Testament-VorlagenDas Verfassen eines Testamentes wird von vielen Menschen gerne weit hinausgeschoben. Aus verständlichen Gründen, beschäftigt man sich ja doch höchst ungern mit dem eigenen Tod. Doch es kann für einen selbst wie für die Familie enorme Vorteile haben, das Testament möglichst frühzeitig – eventuell nach Vorlagen – zu verfassen. Denn zutreffender weise wird das Testament im juristischen Metier auch gerne „letztwillige Verfügung“ genannt. Per Testament wird also der letzte überhaupt mögliche Wille festgehalten, der als einziger bis über den Tod hinaus rechtswirksame Gültigkeit besitzt. So hat das Testament zum einen die Eigenschaft, den letzten Willen durchzusetzen, zum anderen entlastet es die Hinterbliebenen, da sie viele Regelungen nicht selbst zu treffen brauchen. Auch ist das Gefühl, den letzten Willen des geliebten Verstorbenen erfüllen zu können, oft ein beruhigendes und es hilft, die Trauer zu überwinden. Immerhin hat jedes Testament etwas sehr Persönliches.
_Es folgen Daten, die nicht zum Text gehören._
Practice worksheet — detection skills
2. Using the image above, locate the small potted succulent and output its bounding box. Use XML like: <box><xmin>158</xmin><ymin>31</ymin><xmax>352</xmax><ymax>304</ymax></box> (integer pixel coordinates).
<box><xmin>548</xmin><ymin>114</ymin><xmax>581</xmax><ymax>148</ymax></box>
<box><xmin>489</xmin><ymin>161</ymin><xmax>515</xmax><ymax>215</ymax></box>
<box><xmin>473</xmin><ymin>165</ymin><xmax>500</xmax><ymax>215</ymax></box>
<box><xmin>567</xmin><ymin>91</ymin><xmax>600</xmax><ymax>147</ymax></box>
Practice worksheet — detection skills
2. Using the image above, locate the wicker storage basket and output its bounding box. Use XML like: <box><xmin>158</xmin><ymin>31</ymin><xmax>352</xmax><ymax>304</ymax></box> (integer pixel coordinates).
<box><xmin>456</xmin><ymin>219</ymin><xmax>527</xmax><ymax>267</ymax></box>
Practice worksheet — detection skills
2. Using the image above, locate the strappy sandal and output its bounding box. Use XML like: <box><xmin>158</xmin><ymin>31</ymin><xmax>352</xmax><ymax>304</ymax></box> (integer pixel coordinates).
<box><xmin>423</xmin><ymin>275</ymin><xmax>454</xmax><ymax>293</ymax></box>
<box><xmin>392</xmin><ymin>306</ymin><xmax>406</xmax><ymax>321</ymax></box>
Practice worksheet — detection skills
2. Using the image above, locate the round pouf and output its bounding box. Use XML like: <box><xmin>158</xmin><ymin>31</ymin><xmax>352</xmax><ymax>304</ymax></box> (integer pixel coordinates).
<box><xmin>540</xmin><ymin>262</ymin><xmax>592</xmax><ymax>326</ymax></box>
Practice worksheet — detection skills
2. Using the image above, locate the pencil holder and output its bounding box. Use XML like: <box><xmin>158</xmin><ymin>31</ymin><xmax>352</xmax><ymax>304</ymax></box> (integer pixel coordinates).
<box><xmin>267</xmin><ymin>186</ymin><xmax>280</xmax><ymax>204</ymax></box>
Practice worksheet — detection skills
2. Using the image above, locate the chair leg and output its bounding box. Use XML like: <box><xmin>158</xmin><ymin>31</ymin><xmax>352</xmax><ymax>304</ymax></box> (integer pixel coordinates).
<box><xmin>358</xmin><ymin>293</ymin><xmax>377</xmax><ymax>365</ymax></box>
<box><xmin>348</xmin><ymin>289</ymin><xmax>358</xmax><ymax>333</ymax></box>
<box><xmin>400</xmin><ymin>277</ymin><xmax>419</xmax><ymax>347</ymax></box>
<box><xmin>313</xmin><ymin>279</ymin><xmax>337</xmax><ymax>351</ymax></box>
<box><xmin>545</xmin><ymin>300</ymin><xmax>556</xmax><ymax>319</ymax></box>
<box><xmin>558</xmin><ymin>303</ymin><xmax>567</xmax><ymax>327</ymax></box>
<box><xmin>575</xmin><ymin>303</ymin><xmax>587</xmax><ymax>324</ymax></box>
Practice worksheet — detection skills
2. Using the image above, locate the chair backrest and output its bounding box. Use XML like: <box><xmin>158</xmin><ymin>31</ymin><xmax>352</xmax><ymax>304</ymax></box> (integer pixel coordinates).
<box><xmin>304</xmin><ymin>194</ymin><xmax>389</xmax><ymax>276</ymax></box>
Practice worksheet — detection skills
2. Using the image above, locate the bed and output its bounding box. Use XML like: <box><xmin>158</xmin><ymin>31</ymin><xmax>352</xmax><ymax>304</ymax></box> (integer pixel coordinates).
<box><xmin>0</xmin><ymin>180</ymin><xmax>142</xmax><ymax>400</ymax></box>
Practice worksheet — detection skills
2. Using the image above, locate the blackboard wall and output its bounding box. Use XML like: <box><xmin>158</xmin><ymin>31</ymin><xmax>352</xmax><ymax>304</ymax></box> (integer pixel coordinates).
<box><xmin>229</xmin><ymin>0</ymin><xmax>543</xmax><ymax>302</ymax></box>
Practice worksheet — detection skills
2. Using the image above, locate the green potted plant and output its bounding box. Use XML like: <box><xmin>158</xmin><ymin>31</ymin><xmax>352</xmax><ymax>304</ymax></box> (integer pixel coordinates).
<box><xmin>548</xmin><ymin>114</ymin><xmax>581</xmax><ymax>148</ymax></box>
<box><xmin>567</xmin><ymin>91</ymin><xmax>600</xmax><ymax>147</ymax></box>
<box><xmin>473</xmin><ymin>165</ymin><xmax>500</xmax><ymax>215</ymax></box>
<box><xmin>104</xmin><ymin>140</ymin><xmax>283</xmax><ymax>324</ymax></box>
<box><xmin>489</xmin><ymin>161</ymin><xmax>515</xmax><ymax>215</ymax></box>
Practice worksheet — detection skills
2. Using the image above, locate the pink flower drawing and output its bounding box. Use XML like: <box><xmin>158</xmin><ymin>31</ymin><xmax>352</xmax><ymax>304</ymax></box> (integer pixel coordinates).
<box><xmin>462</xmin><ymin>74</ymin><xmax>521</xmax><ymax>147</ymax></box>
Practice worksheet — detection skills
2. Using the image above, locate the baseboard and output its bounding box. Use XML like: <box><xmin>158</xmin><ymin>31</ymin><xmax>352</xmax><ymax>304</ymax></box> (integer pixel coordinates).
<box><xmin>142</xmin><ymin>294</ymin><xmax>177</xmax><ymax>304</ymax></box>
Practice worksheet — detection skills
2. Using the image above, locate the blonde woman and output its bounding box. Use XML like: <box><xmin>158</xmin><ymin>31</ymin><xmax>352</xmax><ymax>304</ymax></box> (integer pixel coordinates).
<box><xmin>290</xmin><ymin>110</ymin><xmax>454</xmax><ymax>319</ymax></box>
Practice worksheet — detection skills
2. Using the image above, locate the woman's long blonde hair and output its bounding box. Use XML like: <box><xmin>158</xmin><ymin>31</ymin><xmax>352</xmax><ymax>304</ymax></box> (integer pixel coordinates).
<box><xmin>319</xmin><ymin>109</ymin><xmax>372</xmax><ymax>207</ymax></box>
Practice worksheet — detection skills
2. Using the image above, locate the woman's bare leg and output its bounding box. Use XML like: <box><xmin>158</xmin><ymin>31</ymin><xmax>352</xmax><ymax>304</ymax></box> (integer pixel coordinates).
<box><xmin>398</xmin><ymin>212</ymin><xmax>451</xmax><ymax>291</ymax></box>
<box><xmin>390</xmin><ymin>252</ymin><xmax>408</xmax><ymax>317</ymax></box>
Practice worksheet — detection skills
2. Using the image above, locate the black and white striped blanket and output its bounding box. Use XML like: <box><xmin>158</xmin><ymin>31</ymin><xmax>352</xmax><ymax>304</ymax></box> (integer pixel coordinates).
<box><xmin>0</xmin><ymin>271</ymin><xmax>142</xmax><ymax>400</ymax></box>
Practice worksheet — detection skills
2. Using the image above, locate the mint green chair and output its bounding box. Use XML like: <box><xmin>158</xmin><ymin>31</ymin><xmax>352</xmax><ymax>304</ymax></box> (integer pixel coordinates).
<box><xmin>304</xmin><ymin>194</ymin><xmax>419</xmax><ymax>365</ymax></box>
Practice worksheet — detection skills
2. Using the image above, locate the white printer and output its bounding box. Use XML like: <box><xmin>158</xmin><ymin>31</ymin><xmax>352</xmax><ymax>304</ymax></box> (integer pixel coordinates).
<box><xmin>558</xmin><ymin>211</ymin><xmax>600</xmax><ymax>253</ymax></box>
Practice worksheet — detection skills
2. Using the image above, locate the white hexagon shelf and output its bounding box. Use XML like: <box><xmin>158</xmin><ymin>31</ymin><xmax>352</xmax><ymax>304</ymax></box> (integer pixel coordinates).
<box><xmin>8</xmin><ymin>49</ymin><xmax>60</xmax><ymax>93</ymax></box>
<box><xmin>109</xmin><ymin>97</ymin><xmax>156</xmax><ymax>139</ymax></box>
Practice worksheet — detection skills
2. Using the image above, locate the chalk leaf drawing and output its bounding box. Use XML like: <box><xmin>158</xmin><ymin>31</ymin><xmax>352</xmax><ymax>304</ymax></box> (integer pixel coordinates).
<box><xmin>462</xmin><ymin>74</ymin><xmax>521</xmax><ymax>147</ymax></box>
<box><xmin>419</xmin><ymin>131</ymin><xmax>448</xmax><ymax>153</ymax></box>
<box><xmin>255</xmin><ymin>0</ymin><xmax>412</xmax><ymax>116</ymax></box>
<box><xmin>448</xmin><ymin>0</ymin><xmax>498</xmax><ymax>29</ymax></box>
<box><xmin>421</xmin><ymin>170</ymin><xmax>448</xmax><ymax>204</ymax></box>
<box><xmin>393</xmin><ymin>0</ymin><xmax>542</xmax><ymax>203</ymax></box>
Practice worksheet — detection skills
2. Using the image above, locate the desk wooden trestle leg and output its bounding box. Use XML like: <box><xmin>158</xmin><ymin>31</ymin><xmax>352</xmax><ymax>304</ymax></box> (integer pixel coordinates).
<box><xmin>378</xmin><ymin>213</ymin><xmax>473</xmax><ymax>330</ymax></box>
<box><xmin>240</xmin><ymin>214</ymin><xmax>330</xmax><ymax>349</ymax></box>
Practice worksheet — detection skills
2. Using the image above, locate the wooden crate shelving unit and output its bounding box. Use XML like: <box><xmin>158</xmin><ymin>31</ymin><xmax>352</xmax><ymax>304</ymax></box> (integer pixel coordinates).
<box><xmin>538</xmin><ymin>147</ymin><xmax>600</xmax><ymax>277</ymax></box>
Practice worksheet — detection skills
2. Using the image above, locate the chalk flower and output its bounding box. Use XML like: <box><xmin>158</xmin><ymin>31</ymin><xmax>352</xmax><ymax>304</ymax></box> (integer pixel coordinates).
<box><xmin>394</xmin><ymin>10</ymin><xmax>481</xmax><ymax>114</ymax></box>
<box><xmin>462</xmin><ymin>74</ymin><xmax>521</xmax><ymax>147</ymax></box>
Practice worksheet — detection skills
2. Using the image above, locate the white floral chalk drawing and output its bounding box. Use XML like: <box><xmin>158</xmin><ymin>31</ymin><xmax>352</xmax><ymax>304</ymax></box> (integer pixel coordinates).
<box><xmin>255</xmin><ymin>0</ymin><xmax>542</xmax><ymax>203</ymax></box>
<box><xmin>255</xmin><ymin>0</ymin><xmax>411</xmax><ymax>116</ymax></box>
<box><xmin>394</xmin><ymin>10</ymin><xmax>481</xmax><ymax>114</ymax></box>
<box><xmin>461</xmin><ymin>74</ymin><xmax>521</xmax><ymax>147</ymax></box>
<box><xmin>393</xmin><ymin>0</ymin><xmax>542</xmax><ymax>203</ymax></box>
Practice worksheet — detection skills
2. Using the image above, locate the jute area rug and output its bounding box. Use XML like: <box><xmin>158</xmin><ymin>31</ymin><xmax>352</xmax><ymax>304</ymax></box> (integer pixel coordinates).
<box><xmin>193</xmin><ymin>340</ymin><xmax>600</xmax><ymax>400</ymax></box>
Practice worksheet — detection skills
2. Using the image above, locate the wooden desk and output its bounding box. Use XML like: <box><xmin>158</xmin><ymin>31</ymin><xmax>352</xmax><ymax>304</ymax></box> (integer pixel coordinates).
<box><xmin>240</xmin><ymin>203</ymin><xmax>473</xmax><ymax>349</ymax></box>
Wer sich damit trägt, ein Testament nach Vorlage zu verfassen, muss sich zuerst darüber im Klaren sein dass es zwei Arten der Testamentsverfassung gibt. Das öffentliche Testament geschieht zur Niederschrift bei einem Notar nach Wahl. Ob man den letzten Willen diktiert oder einen Ausdruck unterschreibt: In jedem Fall wird das Testament beim Notar hinterlegt und dieser wird es erst nach dem Tod des Verfassers herausgeben. Insofern ist es erst nach dem Tod „öffentlich“. Eine Besonderheit des öffentlichen Testamentes ist, dass auch beschränkt geschäftsfähige, nicht volljährige Personen ab einem Alter von 16 Jahren ein Testament machen können. Den Gegensatz zum öffentlichen Testament bildet das sogenannte eigenhändige Testament. Wie die Bezeichnung bereits vermuten lässt, ist das handschriftliche, eigenhändige Verfassen unbedingte Voraussetzung. Die Hinterlegung bzw. Beurkundung/Beglaubigung durch einen Notar ist hier nicht nötig. Wird jedoch auch nur ein kleiner Teil des Testaments von jemand anderem als dem Erblasser verfasst, ist es komplett ungültig und wird mitsamt allen getroffenen Regelungen nichtig. Es tritt stattdessen die gesetzliche Erbfolge in Kraft. Zur Gültigkeit des eigenhändigen Testaments bedarf es weiterhin der Angabe von Ort und Datum der Verfassung sowie der eigenhändigen Unterschrift, die Vor- und Nachnamen enthalten sollte, um möglichen Zweifeln vorzubeugen.